Oil ticks up on Nigerian supply fears but gains limited

LONDON - Oil rose early Thursday on bargain hunting after sharp falls yesterday and on output fears from Nigeria as workers pledged to extend a seven-day strike.

Gains were limited, however, on a clouded demand outlook after a Fed rate cut Wednesday and as other supply jitters, which recently drove a record rally, faded.

Oil workers on strike at Africa's largest producer Exxon Mobil's facilities in Nigeria have pledged to prolong their protest after failing to reach a deal with the U.S. oil major at talks on Wednesday. About 800,000 barrels per day are shut in.

However, supply fears from Scotland eased as operations at the Grangemouth refinery returned to normal on Tuesday following a two-day strike, which had played a major part in driving oil to a record $119.93 on Monday.

"Recent supply disruptions due to strikes have cost the market something on the order of 3.0 million barrels of North Sea oil production and maybe 6.0 million barrels of Exxon Mobil's Nigeria output, and still counting, might translate into more supportive crude oil inventory data in the weeks ahead," said Citigroup analyst Tim Evans.

Meanwhile, markets were digesting Wednesday's U.S. interest rate cut. Players have said the statement accompanying the Federal Open Market Committee's decision to cut the Federal Funds target rate to 2.0 percent did not decisively signal an end to the central bank's easing campaign which some had expected. This has raised some fears economic woes are far from over. Such fears cloud the demand outlook for commodities.

MF Global senior energy broker Rob Laughlin said he was unimpressed with the communique that accompanied the rate cut as it failed to "bull up" the economy. "When so many eyes were on (Fed chairman) Ben Bernanke he failed to impress financial markets," he said.

At 9:58 a.m., New York-traded West Texas Intermediate crude for June delivery was up 10 cents to $113.56 a barrel.

Meanwhile in London, Brent crude for June delivery was up 4 cents at $111.40.

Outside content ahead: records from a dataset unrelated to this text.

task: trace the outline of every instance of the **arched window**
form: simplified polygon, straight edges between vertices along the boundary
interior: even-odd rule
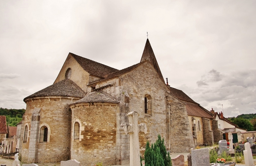
[[[40,139],[39,142],[47,142],[48,137],[48,128],[45,126],[40,129]]]
[[[66,73],[65,74],[65,78],[67,79],[70,79],[70,76],[71,76],[71,69],[70,68],[68,68],[66,71]]]
[[[28,139],[28,126],[26,125],[25,126],[25,130],[24,130],[24,138],[23,138],[23,143],[27,143],[27,140]]]
[[[79,139],[79,131],[80,130],[79,123],[77,122],[75,123],[74,128],[74,139]]]
[[[152,98],[149,95],[146,95],[144,98],[144,112],[152,115]]]
[[[201,124],[199,120],[198,121],[198,131],[201,131]]]

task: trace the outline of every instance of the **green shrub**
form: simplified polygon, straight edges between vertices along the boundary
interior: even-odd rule
[[[158,135],[158,139],[154,145],[149,146],[149,143],[147,142],[144,153],[145,166],[171,166],[170,154],[167,153],[163,138]]]
[[[242,152],[239,153],[236,152],[235,153],[235,159],[236,160],[236,162],[242,163],[242,161],[243,159],[243,156]]]
[[[212,163],[216,162],[216,160],[218,158],[218,154],[216,152],[216,150],[214,149],[210,149],[209,154],[210,154],[210,163]]]

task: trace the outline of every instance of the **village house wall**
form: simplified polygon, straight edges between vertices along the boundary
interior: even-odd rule
[[[193,120],[192,118],[194,118],[195,121],[196,136],[196,145],[200,145],[203,144],[203,127],[202,127],[203,122],[201,117],[188,115],[188,119],[189,122],[189,126],[191,131],[193,133],[193,127],[194,124]],[[198,121],[200,122],[200,129],[198,126]]]
[[[250,138],[254,138],[255,141],[256,141],[256,131],[252,131],[242,132],[241,133],[241,135],[242,141],[246,141],[246,138],[248,137],[249,137]]]
[[[213,131],[211,128],[211,122],[209,119],[202,118],[203,122],[203,143],[212,145],[214,143]]]
[[[71,108],[71,159],[83,165],[95,165],[97,161],[102,162],[104,165],[115,165],[118,104],[79,103]],[[76,139],[74,137],[76,122],[79,123],[80,129]]]
[[[218,121],[213,119],[210,120],[211,130],[213,131],[213,139],[215,143],[218,142],[220,140],[222,139],[221,136],[222,133],[219,130],[218,127]],[[223,136],[222,136],[223,137]]]
[[[65,80],[65,75],[68,68],[71,69],[71,74],[69,79],[73,81],[84,92],[87,91],[87,85],[89,80],[90,81],[97,80],[96,77],[89,77],[89,73],[85,70],[74,57],[69,54],[54,84]]]
[[[0,141],[2,142],[2,141],[5,140],[5,138],[6,137],[7,134],[0,134]]]
[[[31,161],[31,159],[33,158],[34,161],[38,163],[44,163],[45,161],[57,162],[69,159],[71,112],[68,105],[78,99],[49,97],[30,99],[25,101],[27,108],[22,117],[19,152],[22,154],[22,162],[27,163]],[[48,138],[47,143],[39,143],[40,132],[38,131],[36,139],[33,138],[33,141],[34,143],[30,144],[35,146],[37,152],[36,151],[35,154],[29,153],[29,155],[30,142],[31,141],[31,120],[35,108],[41,108],[40,117],[38,118],[39,120],[38,127],[44,124],[49,127]],[[28,141],[26,143],[23,143],[24,129],[26,125],[28,126]],[[40,130],[39,127],[38,129]],[[33,134],[35,134],[33,132]],[[49,156],[51,157],[49,157]]]

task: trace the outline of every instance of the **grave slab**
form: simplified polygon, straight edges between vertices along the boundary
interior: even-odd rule
[[[209,149],[203,148],[191,150],[191,160],[193,166],[209,166]]]
[[[184,166],[184,156],[178,155],[175,158],[171,159],[171,163],[173,166]]]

While U.S. oil is some 5 percent lower than its recent record near $120, most expect prices to stay above the $100 milestone for some time yet. U.S. gasoline demand is about to pick up ahead of the driving season, which kicks off late May, Asian demand continues to make up for some ailing demand from western economies and investors are still interested in commodities as alternative assets while the economic backdrop remains a concern.

Meanwhile, the Organization of the Petroleum Exporting Countries, which pumps more than a third of global output, has insisted it is not responsible for higher prices, that supply is ample and that it is unlikely to make a production increase or at least discuss such a move before its September meeting. Such reluctance to open the taps while prices are close to record highs is likely to underpin the market for some time.